Odyssee im Kaukasus
Juni 2014
Unser nächstes Ziel ist der Kaukasus. Aber es sollte mal wieder nicht wie geplant laufen, denn uns erwarten sinnflutartigen Unwetter, ein dramatischer Erdrutsch, der den Grenzübergang von Russland nach Georgien versperrt hat, eine Ausreise über Dagestan eine Stunde vor Ablauf des russischen Visums und eine Einreise nach Aserbaidschan ohne gültiges Visum. Ein bürokratischer Hindernislauf durch die Ausländerbehörden in Aserbaidschan endet dann nach 17 Tagen mit der Ausweisung aus dem Land. Aber alles der Reihe nach!
Ende Mai verlassen wir Wolgograd und fahren durch die Kalmückische Steppe Richtung Kaukasus. Im Jahr 2012 waren wir schon einmal in der autonomen Republik Kalmückien im südlichsten Teil des europäischen Russlands. Eine trockene Steppe, wo sich im 13. Jh. verschiedene mongolische Stämme, die über die Seidenstraße hierher kamen, angesiedelt haben. Die Menschen, die sich hier niederließen haben aber auch ihre Sprache, Kultur und Religion mitgebracht. Und so findet man heute in Kalmückien noch die westlichste Ausbreitung des Buddhismus.
Wir wollen vor der Hitze Südrusslands möglichst schnell in die hohen Berge des Westkaukasus entfliehen. Schon von Weitem sehen wir das Unwetter, das schon seit Tagen im Kaukasus tobt und dazu geführt hat, dass Flüsse extrem über die Ufer getreten sind, Felder und Wege unter Wasser stehen und einige Straßen wegen Unterspülung gesperrt sind. So ist auch unser wunderschönes Camp von 2012 am Kuban-Fluss den Fluten zum Opfer gefallen und wir müssen in der Dunkelheit ein „Notcamp“ aufschlagen. Das bedeutet, dass wir etwas beengt im Toyota schlafen, weil wir wegen schlechten Wetters oder aus Sicherheitsgründen unser Dachzelt nicht aufklappen können. Heute ist so ein Abend. Es ist schon spät, das Camp von 2012 ist überflutet und starker Sturm und Regen machen den Aufbau unseres Dachzeltes unmöglich. Wir müssen an der Hauptstraße hinter Bäumen versteckt übernachten und sind dabei für die vielen Mücken ein gefundenes Fressen. Mückenspray ist bei diesen Biesten nicht wirklich wirksam, so dass Ute am nächsten Tag 37 Stiche an nur einem Knöchel zählt.

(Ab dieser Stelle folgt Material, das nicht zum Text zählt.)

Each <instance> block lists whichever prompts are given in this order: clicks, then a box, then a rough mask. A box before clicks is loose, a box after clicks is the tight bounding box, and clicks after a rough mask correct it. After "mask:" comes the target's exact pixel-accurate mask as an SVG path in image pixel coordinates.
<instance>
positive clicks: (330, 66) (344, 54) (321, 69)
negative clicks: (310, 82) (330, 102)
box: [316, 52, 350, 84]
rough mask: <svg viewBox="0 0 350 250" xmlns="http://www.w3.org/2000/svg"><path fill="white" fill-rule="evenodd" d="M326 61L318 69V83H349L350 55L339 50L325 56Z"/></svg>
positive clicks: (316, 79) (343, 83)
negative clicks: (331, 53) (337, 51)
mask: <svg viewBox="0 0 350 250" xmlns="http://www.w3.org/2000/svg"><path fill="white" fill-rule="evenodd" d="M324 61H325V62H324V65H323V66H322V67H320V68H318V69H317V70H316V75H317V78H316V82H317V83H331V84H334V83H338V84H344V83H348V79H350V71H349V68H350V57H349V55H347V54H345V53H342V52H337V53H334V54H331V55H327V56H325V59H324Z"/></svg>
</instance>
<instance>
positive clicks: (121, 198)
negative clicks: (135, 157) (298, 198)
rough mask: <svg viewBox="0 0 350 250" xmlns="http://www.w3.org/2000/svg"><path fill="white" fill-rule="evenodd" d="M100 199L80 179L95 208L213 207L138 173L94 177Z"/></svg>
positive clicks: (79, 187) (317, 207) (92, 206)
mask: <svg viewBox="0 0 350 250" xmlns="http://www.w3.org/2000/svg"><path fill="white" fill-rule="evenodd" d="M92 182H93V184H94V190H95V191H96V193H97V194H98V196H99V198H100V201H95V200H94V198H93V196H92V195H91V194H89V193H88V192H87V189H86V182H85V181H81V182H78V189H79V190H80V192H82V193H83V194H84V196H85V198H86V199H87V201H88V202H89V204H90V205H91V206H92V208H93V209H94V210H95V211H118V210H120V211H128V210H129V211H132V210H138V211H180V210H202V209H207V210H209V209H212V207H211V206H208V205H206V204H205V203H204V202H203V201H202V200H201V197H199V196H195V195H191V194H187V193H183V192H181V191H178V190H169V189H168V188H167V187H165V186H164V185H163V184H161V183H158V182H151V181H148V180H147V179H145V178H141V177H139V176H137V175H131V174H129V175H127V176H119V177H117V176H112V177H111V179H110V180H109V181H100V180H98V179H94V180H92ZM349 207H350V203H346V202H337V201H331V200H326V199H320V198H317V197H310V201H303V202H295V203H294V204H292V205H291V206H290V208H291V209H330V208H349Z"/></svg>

Am nächsten Morgen stellt sich endlich die ersehnte Wetterbesserung ein und wir fahren Richtung Kaukasus. Vom Kaspischen bis zum Schwarzen Meer erstreckt sich der über 1800 Kilometer lange Kaukasus, dessen Kamm die Grenze zwischen Europa uns Asien bildet. 230 Berge des Kaukasus sind über 4000 Meter hoch, 7 sogar über 5000 Meter, einschließlich des Elbrus mit 5642 Metern. Die subtropische Vegetation reicht hier fast bis an die Gletscher, was sicher einzigartig in Europa ist. Hier leben 21 Mio. Menschen unterschiedlichster ethnischer Herkunft und Religion, deren Zusammenleben seit vielen Jahrhunderten nicht immer friedlich war. Als Puffergebiet zwischen den Großreichen Persien, Russland und dem osmanischen Reich gelegen, war der Kaukasus ständig einer Fremdbestimmung unterworfen, deren Auswirkungen immer noch Ursache vieler politischer Auseinandersetzungen ist. Heute gilt das Hauptinteresse dem Gas und Öl sowie der Absicherung von militärischen Stützpunkten.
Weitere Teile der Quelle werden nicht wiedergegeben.